Reeder was able to wrap the title of the article, and didn't strip out <a>
elements with relative href
s. It also had no trouble rendering the code blocks.
Matter also had no trouble with relative href
s, and wrapped the title correctly. It managed to parse code blocks, and even rendered them with syntax highlighting (chef's kiss), but the font is tiny, as is the line-height, and neither one respond to the in-app font-styling options, so I found these pretty hard to read.
Not only that, Matter had a weird issue where it didn't recognise any code block that started with a comment, so these were just rendered as normal text, which is gross and offensive to read.
My conclusion is that parsing articles from the web must be hard. No doubt there are a lot of heuristics here, and there aren't enforced regulations to make every website follow the exact same structure (nor would we want that), so it's impossible to parse every single URL correctly every single time.
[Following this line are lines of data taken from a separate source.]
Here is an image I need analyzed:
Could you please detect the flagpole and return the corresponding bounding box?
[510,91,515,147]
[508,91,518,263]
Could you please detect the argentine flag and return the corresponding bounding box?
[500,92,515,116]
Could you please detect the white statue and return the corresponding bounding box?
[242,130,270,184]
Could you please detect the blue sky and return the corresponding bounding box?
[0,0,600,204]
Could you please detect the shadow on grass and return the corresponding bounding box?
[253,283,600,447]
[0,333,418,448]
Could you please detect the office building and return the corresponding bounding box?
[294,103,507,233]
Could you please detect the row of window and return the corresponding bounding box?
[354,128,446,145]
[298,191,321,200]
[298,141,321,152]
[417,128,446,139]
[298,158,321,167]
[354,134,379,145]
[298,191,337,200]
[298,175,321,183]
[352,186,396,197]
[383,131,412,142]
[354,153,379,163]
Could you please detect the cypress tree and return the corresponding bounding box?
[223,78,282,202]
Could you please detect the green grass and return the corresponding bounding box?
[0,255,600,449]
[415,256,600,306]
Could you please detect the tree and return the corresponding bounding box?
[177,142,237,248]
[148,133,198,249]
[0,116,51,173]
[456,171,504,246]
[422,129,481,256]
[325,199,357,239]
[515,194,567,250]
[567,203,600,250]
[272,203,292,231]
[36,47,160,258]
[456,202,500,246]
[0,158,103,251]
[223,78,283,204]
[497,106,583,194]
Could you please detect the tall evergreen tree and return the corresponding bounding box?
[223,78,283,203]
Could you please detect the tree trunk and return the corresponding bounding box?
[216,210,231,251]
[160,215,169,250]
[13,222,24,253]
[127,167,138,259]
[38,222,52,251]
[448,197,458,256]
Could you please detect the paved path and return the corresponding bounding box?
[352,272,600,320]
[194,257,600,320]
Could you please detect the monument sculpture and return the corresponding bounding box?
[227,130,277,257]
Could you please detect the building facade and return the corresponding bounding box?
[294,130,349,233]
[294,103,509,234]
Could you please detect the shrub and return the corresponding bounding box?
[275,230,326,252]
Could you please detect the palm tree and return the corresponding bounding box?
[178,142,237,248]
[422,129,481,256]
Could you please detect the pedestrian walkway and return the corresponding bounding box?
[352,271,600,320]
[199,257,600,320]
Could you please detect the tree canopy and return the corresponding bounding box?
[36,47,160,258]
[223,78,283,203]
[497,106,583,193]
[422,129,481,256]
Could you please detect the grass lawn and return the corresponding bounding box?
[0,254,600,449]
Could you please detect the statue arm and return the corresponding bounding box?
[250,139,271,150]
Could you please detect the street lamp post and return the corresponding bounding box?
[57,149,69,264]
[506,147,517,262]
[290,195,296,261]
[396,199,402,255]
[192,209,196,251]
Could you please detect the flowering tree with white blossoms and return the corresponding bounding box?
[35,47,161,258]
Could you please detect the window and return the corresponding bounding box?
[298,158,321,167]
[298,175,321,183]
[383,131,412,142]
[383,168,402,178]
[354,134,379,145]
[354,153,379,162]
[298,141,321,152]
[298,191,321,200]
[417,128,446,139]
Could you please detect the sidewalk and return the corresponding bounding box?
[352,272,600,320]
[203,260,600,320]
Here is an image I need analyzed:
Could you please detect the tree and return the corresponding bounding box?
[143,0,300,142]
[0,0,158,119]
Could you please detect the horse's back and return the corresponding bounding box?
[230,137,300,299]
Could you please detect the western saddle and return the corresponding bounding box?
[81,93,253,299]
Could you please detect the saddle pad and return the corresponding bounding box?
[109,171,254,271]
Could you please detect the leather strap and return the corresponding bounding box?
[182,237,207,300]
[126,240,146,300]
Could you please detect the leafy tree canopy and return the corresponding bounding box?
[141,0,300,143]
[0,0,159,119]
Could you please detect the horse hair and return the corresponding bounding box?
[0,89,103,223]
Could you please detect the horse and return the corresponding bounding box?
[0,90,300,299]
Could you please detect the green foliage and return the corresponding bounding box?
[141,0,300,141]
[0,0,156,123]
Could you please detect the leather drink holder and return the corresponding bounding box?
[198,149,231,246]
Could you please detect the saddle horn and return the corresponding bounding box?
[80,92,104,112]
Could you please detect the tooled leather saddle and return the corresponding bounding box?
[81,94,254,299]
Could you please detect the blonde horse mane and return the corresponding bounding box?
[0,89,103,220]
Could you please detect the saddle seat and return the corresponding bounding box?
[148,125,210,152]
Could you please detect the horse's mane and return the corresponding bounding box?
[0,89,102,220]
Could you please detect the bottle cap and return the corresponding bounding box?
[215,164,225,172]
But from these experiments (plus a bunch of other random tests I didn't keep careful track of), I think Reader and Reeder have the best parsing engines for the kind of content I save. I don't save Twitter threads, or Medium posts, or videos or podcasts, or lots of other things, so I only know how they work for my needs, but they seem the best for me.
Reeder is also super quick to parse new articles, perhaps because it's all local, and doesn't rely on a server. Reeder also feels like a native app, as does Goodlinks, whereas Matter and Reader feel like they're using web technologies. They don't conform to iOS conventions as consistently, and they don't feel quite as snappy.
I don't have any particular recommendation for any of these apps, but I just wanted to share what I noticed when experimenting with them recently.